On paper, the Republican incumbent in the 21st District, David Valadao, should have no trouble winning re-election — especially because his only Democratic opponent, T.J. Cox, lives two districts north of this one, in the Central Valley. But Mrs. Clinton won the district handily, and the question in November will be whether President Trump is a heavy enough burden to drag Mr. Valadao down against the odds.
Three Democrats — Bryan Caforio, a lawyer who also ran in 2016; Katie Hill, who runs a homeless services nonprofit; and Jess Phoenix, a volcanologist — are running to unseat Representative Steve Knight, a member of the House Science Committee. This district, just north of Los Angeles, is one of national Democrats’ biggest targets, and they are worried that voters won’t choose the candidate with the best chance of winning in November.
It’s a free-for-all in Orange County’s District 39, where Representative Ed Royce, the incumbent Republican, is not seeking re-election. On the Republican side are State Senator Bob Huff; Shawn Nelson, a county supervisor; and former Assemblywoman Young Kim. On the Democratic side, the main candidates are Gil Cisneros, a philanthropist, and Mai Khanh Tran, a pediatrician — but quite a few other Democrats are running, too, creating the risk of a splintered vote that would allow two Republicans to advance to the general election.
The race in District 45, also in Orange County, has focused largely on health care since the incumbent Republican, Representative Mimi Walters, voted to repeal the Affordable Care Act. Her potential Democratic opponents include Brian Forde, a science adviser to President Obama; Dave Min, a law professor; and Katie Porter, also a law professor. Ms. Walters won easily in 2016, but Mrs.
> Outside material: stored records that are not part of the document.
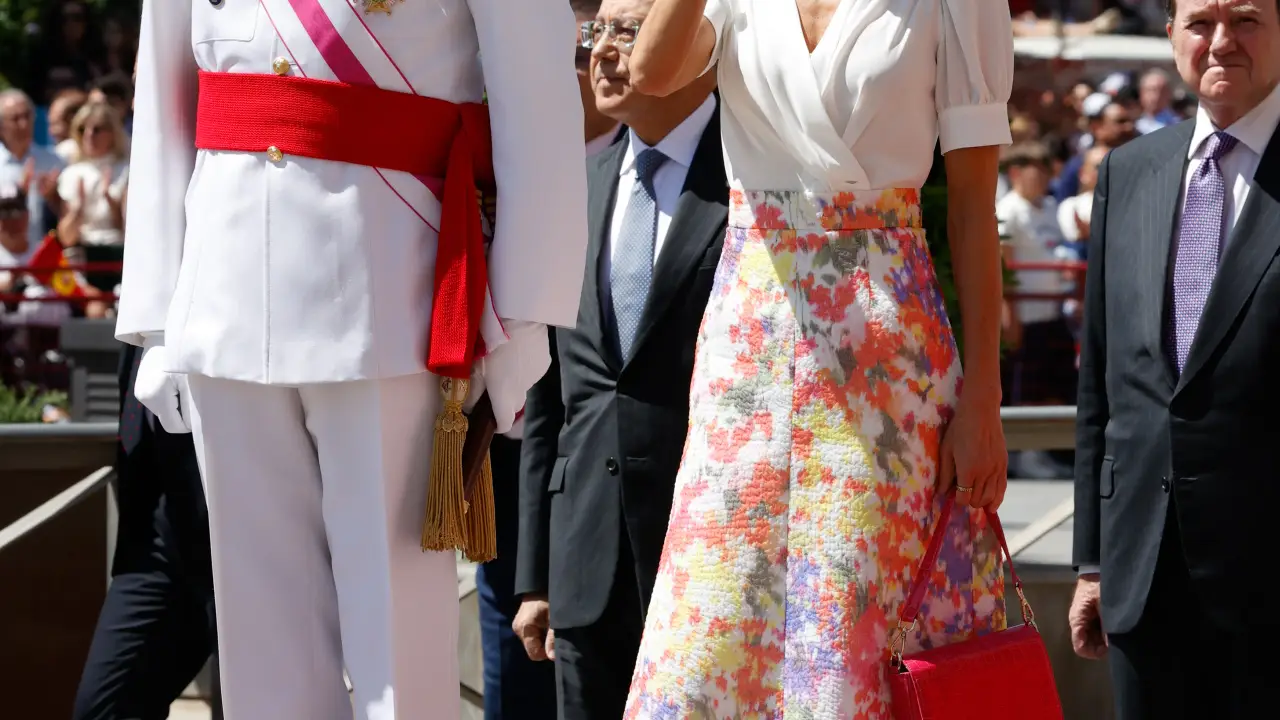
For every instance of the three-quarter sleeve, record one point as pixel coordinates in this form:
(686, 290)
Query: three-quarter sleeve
(976, 73)
(717, 12)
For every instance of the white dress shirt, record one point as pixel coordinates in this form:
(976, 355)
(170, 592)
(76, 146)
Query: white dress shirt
(864, 108)
(1253, 132)
(332, 263)
(600, 142)
(668, 182)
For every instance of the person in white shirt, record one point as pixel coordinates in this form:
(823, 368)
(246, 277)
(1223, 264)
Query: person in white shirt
(1041, 361)
(24, 163)
(1176, 481)
(92, 190)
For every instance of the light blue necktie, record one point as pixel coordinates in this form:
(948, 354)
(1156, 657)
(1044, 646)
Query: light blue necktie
(1200, 242)
(631, 269)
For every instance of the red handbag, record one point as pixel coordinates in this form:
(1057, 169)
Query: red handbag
(1000, 675)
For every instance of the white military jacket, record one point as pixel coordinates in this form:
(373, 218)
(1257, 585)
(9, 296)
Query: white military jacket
(305, 270)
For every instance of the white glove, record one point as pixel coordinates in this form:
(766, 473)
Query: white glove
(163, 392)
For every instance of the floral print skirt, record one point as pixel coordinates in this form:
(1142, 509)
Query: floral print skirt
(826, 373)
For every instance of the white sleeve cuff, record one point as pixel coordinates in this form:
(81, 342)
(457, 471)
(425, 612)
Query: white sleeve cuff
(974, 126)
(717, 12)
(512, 368)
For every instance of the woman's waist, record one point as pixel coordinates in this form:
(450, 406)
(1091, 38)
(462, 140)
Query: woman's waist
(826, 210)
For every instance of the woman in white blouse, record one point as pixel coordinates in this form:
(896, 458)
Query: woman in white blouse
(826, 414)
(92, 190)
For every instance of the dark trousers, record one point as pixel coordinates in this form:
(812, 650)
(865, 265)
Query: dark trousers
(594, 664)
(1175, 664)
(156, 627)
(515, 687)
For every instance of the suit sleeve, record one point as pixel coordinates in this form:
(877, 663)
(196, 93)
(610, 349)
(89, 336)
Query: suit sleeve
(544, 417)
(535, 110)
(1092, 406)
(160, 168)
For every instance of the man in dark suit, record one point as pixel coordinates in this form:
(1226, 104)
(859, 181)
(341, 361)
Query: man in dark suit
(156, 627)
(1176, 475)
(516, 687)
(606, 428)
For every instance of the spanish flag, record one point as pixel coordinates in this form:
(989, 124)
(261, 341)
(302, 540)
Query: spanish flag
(44, 261)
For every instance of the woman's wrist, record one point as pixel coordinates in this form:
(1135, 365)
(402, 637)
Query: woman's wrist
(982, 391)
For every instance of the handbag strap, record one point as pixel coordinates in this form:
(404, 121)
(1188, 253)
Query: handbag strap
(912, 607)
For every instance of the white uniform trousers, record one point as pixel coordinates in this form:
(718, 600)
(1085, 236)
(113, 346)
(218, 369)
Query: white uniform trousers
(316, 496)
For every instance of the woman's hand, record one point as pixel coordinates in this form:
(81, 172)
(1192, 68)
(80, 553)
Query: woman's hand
(115, 205)
(973, 455)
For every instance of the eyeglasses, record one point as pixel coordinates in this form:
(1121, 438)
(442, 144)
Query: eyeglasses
(622, 35)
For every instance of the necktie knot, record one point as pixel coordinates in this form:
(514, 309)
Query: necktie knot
(648, 163)
(1217, 145)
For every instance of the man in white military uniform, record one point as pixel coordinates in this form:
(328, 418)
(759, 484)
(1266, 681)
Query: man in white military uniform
(296, 277)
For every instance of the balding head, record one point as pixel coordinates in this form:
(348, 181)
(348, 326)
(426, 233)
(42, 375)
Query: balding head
(17, 121)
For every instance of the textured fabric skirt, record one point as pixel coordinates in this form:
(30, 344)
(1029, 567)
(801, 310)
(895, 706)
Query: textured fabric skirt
(826, 373)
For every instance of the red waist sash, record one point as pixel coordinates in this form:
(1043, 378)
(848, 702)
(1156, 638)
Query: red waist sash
(378, 128)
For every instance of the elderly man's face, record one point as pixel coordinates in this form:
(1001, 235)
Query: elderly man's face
(611, 77)
(1153, 94)
(17, 122)
(1228, 50)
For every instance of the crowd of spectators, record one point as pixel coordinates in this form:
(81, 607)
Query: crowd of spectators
(1043, 205)
(64, 146)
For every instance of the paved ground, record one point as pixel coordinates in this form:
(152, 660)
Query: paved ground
(188, 710)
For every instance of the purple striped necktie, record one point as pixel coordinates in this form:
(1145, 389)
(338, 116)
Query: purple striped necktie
(1200, 241)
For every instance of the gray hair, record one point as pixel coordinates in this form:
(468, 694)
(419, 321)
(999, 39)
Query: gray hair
(14, 94)
(1171, 8)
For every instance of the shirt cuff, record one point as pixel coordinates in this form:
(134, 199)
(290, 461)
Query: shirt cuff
(974, 126)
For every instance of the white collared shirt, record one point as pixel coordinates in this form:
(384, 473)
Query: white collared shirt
(1253, 132)
(668, 182)
(600, 142)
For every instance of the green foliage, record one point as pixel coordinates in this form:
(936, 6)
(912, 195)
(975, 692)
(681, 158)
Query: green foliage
(27, 405)
(933, 210)
(16, 42)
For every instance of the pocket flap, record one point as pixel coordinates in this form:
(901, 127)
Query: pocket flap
(1106, 478)
(557, 481)
(234, 22)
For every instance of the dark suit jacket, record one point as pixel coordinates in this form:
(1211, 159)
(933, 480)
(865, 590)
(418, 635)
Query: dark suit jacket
(1207, 438)
(604, 434)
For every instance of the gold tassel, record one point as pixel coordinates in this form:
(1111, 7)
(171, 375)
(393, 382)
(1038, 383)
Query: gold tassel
(446, 502)
(479, 527)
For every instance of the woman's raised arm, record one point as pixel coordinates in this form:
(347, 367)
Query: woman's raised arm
(676, 44)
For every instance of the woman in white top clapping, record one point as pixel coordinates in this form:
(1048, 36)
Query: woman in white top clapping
(826, 413)
(92, 190)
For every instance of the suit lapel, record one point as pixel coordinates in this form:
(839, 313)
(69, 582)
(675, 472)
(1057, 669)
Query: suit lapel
(1253, 244)
(1161, 210)
(593, 313)
(695, 224)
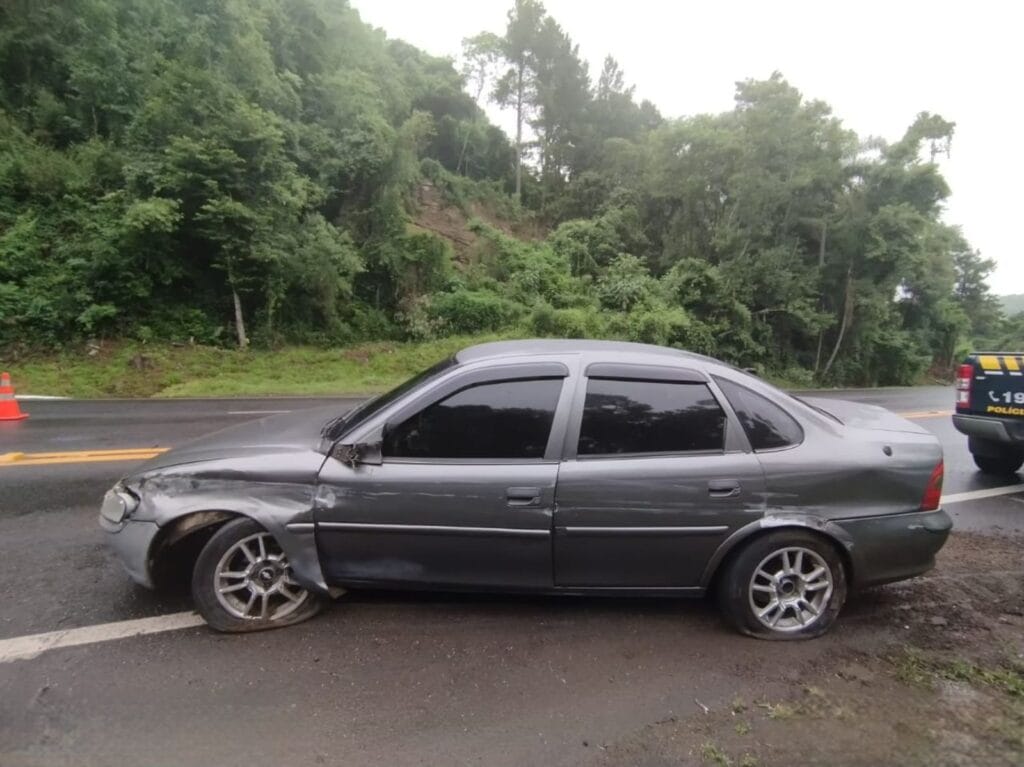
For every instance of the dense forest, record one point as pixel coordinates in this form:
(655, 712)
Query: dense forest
(235, 172)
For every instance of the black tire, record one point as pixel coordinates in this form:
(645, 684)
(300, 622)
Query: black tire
(268, 582)
(739, 594)
(999, 465)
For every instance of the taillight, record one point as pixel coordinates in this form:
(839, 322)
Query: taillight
(964, 376)
(933, 493)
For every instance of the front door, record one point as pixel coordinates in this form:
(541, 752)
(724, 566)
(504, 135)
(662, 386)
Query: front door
(463, 499)
(654, 485)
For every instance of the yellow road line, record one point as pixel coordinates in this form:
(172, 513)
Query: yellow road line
(79, 457)
(926, 414)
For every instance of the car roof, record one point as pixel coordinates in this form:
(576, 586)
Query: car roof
(577, 346)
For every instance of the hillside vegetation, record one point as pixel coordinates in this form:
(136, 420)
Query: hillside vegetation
(275, 172)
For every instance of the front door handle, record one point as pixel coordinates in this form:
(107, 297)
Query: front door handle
(523, 496)
(723, 487)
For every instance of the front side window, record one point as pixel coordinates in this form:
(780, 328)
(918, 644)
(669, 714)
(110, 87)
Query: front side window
(501, 420)
(630, 417)
(767, 425)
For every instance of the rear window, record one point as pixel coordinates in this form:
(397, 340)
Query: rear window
(766, 424)
(624, 417)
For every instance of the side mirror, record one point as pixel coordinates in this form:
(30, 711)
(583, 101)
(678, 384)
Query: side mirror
(360, 453)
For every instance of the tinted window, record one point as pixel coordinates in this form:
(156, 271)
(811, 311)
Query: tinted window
(509, 419)
(359, 414)
(766, 424)
(649, 417)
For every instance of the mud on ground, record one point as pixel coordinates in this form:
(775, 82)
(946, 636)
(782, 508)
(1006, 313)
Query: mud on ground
(929, 672)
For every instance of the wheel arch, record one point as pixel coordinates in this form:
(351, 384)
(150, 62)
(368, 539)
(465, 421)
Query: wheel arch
(175, 548)
(177, 545)
(828, 531)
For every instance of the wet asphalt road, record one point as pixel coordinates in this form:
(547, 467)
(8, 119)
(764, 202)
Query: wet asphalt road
(378, 678)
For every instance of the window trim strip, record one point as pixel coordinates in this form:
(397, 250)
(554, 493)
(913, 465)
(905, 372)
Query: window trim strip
(436, 529)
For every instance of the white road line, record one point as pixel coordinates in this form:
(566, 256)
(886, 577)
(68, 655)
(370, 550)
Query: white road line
(988, 493)
(254, 413)
(23, 648)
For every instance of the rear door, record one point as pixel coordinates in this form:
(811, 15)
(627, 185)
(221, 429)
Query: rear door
(997, 388)
(656, 475)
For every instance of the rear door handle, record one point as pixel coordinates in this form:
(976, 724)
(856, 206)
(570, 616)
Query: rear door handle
(523, 496)
(723, 487)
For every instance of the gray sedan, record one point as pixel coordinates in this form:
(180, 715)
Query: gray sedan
(554, 467)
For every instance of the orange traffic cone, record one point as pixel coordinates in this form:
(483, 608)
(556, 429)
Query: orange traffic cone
(9, 411)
Clinton also won the district.
Democrats see this Orange County seat — held by Representative Dana Rohrabacher, who is close to Mr. Trump and has been tied to Russia and WikiLeaks — as one of their best pickup opportunities in November. The problem is getting one of their candidates, like the biomedical researcher Hans Keirstead or the businessman Harley Rouda, to November. There is a second Republican in the race, Scott Baugh, and California’s jungle primary could let him lock Democrats out of the general election altogether if he and Mr. Rohrabacher place first and second on Tuesday.
The field is crowded for the Southern California seat being vacated by Representative Darrell Issa. State Assemblyman Rocky Chávez and a Board of Equalization member, Diane Harkey, are vying to keep the district in Republican hands. Running against them are a passel of Democrats, including the Marine veteran and 2016 candidate Doug Applegate; Sara Jacobs, a former adviser to Mrs. Clinton; Paul Kerr, a businessman; and Mike Levin, a lawyer. As in District 48, Democrats are worried that their crowded primary will let two Republicans advance.